Across the greater Middle East, as the joy born from the downfall of dictators has given way to the painstaking work of building capable security forces, and growing economies, and developing democratic institutions, the President has failed to offer the tangible support that our partners want and need.
Yet the refrain from the Obama Administration is to continue sanctions while failing to support our allies in the region. Romney envisions a dark world absent American leadership:
I believe that if America does not lead, others will—others who do not share our interests and our values—and the world will grow darker, for our friends and for us. America’s security and the cause of freedom cannot afford four more years like the last four years. I am running for President because I believe the leader of the free world has a duty, to our citizens, and to our friends everywhere, to use America’s great influence—wisely, with solemnity and without false pride, but also firmly and actively—to shape events in ways that secure our interests, further our values, prevent conflict, and make the world better—not perfect, but better.
This dire prediction was echoed by Laura Logan, the CBS 60 Minutes correspondent who was sexually assaulted in Egypt while covering the “Arab Spring” uprising in 2011. During a speech in Chicago last week, Logan shocked the other media types in the audience by revealing what no one in the mainstream media wants to talk about. She aired their dirty laundry, saying “There is this narrative coming out of Washington for the last two years. It is driven in part by Taliban apologists, who claim they are just the poor moderate, gentler, kinder Taliban. It’s such nonsense!”

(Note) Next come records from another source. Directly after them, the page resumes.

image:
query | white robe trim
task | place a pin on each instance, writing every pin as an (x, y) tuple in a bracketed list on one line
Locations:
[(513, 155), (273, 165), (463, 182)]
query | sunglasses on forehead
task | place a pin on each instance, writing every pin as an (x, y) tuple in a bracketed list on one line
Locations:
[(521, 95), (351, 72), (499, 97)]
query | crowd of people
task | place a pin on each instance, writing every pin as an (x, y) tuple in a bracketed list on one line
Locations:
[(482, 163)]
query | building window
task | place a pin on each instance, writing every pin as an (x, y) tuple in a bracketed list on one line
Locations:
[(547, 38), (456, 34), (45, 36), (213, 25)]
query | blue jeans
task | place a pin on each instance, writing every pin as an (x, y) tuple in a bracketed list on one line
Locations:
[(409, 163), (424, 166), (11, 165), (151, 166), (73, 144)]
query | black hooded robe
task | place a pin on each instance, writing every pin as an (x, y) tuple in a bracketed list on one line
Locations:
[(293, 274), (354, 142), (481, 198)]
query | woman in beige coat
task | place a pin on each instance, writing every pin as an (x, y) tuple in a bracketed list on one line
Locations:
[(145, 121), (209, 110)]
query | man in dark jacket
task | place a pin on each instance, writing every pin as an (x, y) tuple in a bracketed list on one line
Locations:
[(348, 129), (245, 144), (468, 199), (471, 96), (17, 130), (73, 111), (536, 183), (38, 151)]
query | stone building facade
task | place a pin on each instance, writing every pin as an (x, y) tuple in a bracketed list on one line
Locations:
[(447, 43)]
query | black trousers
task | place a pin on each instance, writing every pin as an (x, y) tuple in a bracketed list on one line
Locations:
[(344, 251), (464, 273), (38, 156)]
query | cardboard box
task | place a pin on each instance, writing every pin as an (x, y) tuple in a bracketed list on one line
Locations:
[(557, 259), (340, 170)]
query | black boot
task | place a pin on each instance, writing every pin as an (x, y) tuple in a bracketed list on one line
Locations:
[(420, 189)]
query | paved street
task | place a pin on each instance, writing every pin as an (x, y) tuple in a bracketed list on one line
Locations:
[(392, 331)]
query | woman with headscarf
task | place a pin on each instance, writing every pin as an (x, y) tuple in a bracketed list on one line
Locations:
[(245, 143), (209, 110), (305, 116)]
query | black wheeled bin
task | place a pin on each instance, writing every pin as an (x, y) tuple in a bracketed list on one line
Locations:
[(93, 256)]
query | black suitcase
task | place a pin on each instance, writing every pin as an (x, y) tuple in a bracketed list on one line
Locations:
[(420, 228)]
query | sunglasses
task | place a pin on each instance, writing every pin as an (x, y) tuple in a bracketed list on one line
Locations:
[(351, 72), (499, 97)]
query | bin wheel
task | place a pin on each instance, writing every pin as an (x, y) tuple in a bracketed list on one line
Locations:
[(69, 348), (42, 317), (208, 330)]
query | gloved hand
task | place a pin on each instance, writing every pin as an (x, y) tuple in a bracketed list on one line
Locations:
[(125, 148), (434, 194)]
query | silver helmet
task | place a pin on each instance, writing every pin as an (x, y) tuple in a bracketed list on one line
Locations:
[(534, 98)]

Covering the Logan speech, Chicago Sun Times reporter Laura Washington admitted that “As a journalist, I was queasy. Reporters should tell the story, not be the story. As an American, I was frightened.” We should all be frightened. Washington quotes Logan as saying:
Eleven years later, “they” still hate us, now more than ever, Logan told the crowd. The Taliban and al-Qaida have not been vanquished, she added. They’re coming back.
“I chose this subject because, one, I can’t stand, that there is a major lie being propagated . . .”
Many of IWF’s followers might disagree with Romney’s clear interventionist approach to foreign policy and that’s a debate worth having. But at least we have a clear vision with Romney, not the learn-as-you-go, on the job training vision of our current President.